Trace why you trust each source: demonstrated expertise, emotional resonance, social proof, first-encounter, or algorithmic repetition?
Trace each trusted source to whether trust stems from demonstrated expertise, emotional resonance, social proof, first-encounter effects, or algorithmic repetition to detect unexamined authority delegations.
Why This Is a Rule
Trust in a source can originate from five fundamentally different mechanisms, only one of which constitutes legitimate epistemic justification. Demonstrated expertise: you've observed this source making accurate predictions, providing reliable information, or producing quality work in their domain over time. This is the only evidence-based trust origin. Emotional resonance: the source's message feels right — it aligns with your values, validates your experience, or articulates something you already believed. This is confirmation bias wearing the costume of trust. Social proof: many people trust this source, so you trust them too. This is popularity masquerading as credibility. First-encounter effects: this was the first source you encountered in a domain, so they became your default authority (anchoring + primacy). Algorithmic repetition: you've been exposed to this source repeatedly through algorithmic curation (Audit beliefs for algorithmic origins — positions acquired through engineered exposure haven't passed your epistemic standards), creating familiarity that feels like trust.
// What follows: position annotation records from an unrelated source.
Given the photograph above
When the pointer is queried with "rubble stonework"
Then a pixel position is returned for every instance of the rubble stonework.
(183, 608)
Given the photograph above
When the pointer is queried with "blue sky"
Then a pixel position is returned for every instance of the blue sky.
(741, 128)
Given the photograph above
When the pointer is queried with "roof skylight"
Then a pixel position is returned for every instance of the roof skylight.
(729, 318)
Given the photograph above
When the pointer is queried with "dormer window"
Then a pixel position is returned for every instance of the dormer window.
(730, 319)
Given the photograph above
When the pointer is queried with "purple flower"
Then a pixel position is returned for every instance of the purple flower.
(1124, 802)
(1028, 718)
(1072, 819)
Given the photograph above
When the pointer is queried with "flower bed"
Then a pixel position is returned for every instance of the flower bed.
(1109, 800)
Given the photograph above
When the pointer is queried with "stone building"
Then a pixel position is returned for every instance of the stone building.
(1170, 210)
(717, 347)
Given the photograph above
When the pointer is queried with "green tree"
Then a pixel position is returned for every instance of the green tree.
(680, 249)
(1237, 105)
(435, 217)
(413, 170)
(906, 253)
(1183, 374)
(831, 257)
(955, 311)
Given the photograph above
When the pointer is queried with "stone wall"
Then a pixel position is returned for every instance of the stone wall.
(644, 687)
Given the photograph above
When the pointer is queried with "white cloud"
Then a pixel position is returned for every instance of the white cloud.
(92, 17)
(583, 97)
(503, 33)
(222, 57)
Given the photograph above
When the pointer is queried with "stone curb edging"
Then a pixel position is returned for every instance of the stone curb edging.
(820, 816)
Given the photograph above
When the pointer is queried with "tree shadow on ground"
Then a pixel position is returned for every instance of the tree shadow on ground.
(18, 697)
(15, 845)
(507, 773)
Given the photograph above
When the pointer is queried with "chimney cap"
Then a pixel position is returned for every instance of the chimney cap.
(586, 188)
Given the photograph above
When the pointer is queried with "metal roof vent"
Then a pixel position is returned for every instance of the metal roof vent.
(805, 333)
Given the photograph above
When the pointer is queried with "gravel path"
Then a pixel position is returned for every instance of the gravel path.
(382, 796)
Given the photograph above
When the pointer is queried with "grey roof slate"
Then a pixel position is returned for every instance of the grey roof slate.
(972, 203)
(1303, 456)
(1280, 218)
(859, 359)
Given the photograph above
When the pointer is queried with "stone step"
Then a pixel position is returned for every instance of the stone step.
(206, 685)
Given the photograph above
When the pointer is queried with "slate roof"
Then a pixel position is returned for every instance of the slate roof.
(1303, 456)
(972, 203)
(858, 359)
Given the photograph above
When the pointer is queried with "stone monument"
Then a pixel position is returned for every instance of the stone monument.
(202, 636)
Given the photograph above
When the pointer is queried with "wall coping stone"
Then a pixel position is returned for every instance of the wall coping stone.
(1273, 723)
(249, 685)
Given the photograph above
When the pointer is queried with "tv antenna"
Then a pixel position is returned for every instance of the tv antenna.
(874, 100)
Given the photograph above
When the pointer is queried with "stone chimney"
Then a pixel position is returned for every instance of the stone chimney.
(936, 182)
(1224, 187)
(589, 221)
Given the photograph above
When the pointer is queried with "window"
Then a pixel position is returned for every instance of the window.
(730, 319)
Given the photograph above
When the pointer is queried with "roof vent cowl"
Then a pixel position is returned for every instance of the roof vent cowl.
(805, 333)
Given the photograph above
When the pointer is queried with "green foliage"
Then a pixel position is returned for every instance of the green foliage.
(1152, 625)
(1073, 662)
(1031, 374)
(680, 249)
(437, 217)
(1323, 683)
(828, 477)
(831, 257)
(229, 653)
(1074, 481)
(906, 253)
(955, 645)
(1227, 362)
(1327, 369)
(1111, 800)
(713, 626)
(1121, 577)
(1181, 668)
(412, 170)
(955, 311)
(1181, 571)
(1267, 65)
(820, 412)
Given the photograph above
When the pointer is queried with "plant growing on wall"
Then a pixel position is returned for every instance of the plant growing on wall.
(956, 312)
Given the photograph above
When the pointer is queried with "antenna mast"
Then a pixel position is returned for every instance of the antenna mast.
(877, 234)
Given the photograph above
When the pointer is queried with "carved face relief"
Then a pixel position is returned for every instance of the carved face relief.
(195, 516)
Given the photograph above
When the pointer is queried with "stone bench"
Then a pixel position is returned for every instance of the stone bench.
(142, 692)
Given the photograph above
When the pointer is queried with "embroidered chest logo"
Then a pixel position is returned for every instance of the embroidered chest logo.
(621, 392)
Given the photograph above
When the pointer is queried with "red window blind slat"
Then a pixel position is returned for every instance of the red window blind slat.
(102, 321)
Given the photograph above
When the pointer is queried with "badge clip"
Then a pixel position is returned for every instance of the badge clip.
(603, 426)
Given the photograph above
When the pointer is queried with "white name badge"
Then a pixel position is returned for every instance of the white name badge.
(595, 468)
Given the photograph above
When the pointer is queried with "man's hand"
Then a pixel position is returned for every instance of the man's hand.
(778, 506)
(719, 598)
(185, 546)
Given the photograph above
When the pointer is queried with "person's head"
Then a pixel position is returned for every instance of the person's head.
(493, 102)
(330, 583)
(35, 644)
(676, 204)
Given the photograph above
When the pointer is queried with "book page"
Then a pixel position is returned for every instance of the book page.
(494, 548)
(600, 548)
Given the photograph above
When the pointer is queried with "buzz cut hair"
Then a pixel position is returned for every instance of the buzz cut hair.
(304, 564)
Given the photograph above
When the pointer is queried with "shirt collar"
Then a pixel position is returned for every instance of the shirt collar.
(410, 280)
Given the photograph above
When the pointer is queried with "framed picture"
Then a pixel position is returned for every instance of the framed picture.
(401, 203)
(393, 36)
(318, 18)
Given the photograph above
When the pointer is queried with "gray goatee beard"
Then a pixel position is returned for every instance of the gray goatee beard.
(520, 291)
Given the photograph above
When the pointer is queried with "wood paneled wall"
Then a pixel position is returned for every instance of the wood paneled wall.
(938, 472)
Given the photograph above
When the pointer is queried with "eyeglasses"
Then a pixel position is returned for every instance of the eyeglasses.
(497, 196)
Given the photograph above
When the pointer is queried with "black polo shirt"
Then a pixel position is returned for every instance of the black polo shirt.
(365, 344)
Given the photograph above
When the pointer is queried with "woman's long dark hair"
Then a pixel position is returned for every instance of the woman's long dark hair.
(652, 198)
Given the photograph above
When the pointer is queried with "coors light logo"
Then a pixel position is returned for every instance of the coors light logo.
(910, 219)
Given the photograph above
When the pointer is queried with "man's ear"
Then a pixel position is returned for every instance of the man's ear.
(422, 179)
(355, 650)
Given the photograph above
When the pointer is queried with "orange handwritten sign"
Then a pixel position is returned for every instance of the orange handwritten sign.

The diagnostic is binary: if trust traces to demonstrated expertise → legitimate authority delegation. If trust traces to any other origin → unexamined delegation that needs evidence-based evaluation before continuing.
When This Fires
- During authority audits (Quarterly authority audit: for each trusted source, record domain, trust basis, scope, last verification, and delegation level) when examining each trusted source
- When you notice yourself trusting a source and can't articulate why
- When a trusted source's recommendation conflicts with your analysis — check the trust basis before deferring
- Complements Separate reasoning from credentials: 'Would I find this compelling if it came from a low-status source?' (separate reasoning from credentials) with the trust-origin taxonomy
Common Failure Mode
Confusing emotional resonance with demonstrated expertise: "I trust this author because their work always resonates with me." Resonance means they tell you what you want to hear — it says nothing about whether their information is accurate. The author who resonates most may be the one who most effectively confirms your existing biases.
The Protocol
(1) For each trusted source, ask: "Why do I trust this source?" (2) Map the answer to one of five origins: Demonstrated expertise: I've observed them being reliably right over time in their domain. Emotional resonance: their message feels true, validates my experience, or aligns with my values. Social proof: many respected people trust them, or they're widely recommended. First-encounter: they were my initial source in this domain and became my default. Algorithmic repetition: I've been exposed to them frequently through feeds and recommendations. (3) For demonstrated expertise → maintain trust, but verify scope boundaries. (4) For any other origin → the trust is unexamined. Seek independent evidence of reliability before continuing to defer. The source may prove excellent — but the trust should be earned through evidence, not granted through psychological mechanisms.